Re: [PATCH 24/28] xfs: reclaim inodes from the LRU

From: Brian Foster
Date: Wed Nov 06 2019 - 12:21:17 EST


On Fri, Nov 01, 2019 at 10:46:14AM +1100, Dave Chinner wrote:
> From: Dave Chinner <dchinner@xxxxxxxxxx>
>
> Replace the AG radix tree walking reclaim code with a list_lru
> walker, giving us both node-aware and memcg-aware inode reclaim
> at the XFS level. This requires adding an inode isolation function to
> determine if the inode can be reclaim, and a list walker to
> dispose of the inodes that were isolated.
>
> We want the isolation function to be non-blocking. If we can't
> grab an inode then we either skip it or rotate it.
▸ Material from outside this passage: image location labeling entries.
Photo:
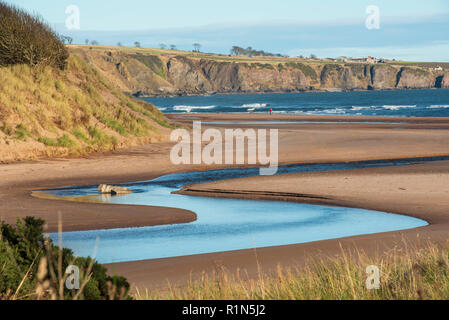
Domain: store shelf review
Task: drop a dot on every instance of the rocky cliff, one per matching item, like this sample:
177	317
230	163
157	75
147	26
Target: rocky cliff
150	73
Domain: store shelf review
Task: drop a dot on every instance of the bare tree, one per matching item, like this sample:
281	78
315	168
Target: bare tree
27	39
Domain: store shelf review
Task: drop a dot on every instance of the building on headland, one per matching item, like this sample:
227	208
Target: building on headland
369	60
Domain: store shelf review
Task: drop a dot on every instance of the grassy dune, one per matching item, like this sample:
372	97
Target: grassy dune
411	275
52	112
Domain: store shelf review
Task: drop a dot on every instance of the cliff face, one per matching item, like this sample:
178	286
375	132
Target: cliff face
148	74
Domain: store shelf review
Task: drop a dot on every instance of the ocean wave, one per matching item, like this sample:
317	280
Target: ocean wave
190	108
253	105
395	108
335	110
438	107
359	108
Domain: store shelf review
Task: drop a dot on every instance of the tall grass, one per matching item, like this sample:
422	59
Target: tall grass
412	275
59	109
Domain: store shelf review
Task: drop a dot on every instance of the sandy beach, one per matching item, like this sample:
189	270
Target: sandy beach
419	190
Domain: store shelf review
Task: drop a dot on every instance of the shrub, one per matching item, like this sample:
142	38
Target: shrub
27	39
25	255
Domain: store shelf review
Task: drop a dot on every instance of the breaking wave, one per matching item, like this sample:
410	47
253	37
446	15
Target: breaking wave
190	108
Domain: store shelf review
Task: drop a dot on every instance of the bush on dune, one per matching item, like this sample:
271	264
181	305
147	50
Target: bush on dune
31	267
26	39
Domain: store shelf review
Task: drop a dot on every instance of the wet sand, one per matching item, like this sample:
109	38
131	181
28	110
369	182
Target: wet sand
417	190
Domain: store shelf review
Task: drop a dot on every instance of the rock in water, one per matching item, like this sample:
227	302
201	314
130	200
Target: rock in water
114	190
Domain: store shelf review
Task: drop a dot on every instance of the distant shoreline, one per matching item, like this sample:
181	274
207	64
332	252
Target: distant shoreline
281	92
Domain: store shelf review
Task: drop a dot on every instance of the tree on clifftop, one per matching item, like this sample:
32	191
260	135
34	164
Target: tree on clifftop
196	47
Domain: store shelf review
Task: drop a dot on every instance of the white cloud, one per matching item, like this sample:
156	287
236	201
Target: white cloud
435	51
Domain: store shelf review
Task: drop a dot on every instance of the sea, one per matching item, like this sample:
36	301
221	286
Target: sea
397	103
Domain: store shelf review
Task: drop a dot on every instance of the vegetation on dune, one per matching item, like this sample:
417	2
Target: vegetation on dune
26	39
419	274
74	110
56	104
31	267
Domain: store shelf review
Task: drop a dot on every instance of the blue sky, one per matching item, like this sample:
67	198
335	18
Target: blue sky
410	30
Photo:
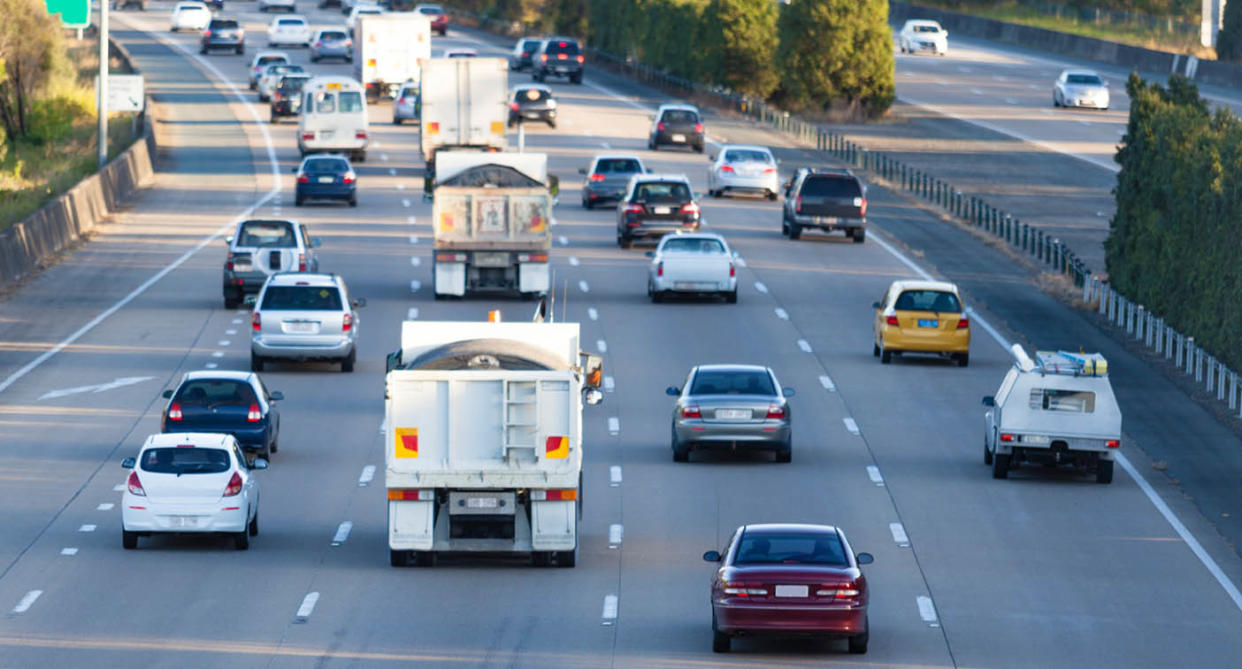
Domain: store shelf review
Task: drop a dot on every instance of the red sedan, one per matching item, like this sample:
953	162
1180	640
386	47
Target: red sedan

If it's clean
> then we skip it, if it's dirty then we rotate to give it time to be
> cleaned before it is scanned again.
>
> This congregates the dirty inodes at the tail of the LRU, which
> means that if we start hitting a majority of dirty inodes either
> there are lots of unlinked inodes in the reclaim list or we've
> reclaimed all the clean inodes and we're looped back on the dirty
> inodes. Either way, this is an indication we should tell kswapd to
> back off.
>
> The non-blocking isolation function introduces a complexity for the
> filesystem shutdown case. When the filesystem is shut down, we want
> to free the inode even if it is dirty, and this may require
> blocking. We already hold the locks needed to do this blocking, so
> what we do is that we leave inodes locked - both the ILOCK and the
> flush lock - while they are sitting on the dispose list to be freed
> after the LRU walk completes. This allows us to process the
> shutdown state outside the LRU walk where we can block safely.
>
> Because we now are reclaiming inodes from the context that it needs
> memory in (memcg and/or node), direct reclaim throttling within the
> high level reclaim code in now much more effective. Hence we don't
> wait on IO for either kswapd or direct reclaim. However, we have to
> tell kswapd to back off if we start hitting too many dirty inodes.
> This implies we've wrapped around the LRU and don't have many clean
> inodes left to reclaim, so it needs to wait a while for the AIL
> pushing to clean some of the remaining reclaimable inodes.
>
> Keep in mind we don't have to care about inode lock order or
> blocking with inode locks held here because a) we are using
> trylocks, and b) once marked with XFS_IRECLAIM they can't be found
> via the LRU and inode cache lookups will abort and retry. Hence
> nobody will try to lock them in any other context that might also be
> holding other inode locks.
>
> Also convert xfs_reclaim_all_inodes() to use a LRU walk to free all
> the reclaimable inodes in the filesystem.
>
> Signed-off-by: Dave Chinner <dchinner@xxxxxxxxxx>
> ---

Looks fundamentally sane. Some logic quibbles..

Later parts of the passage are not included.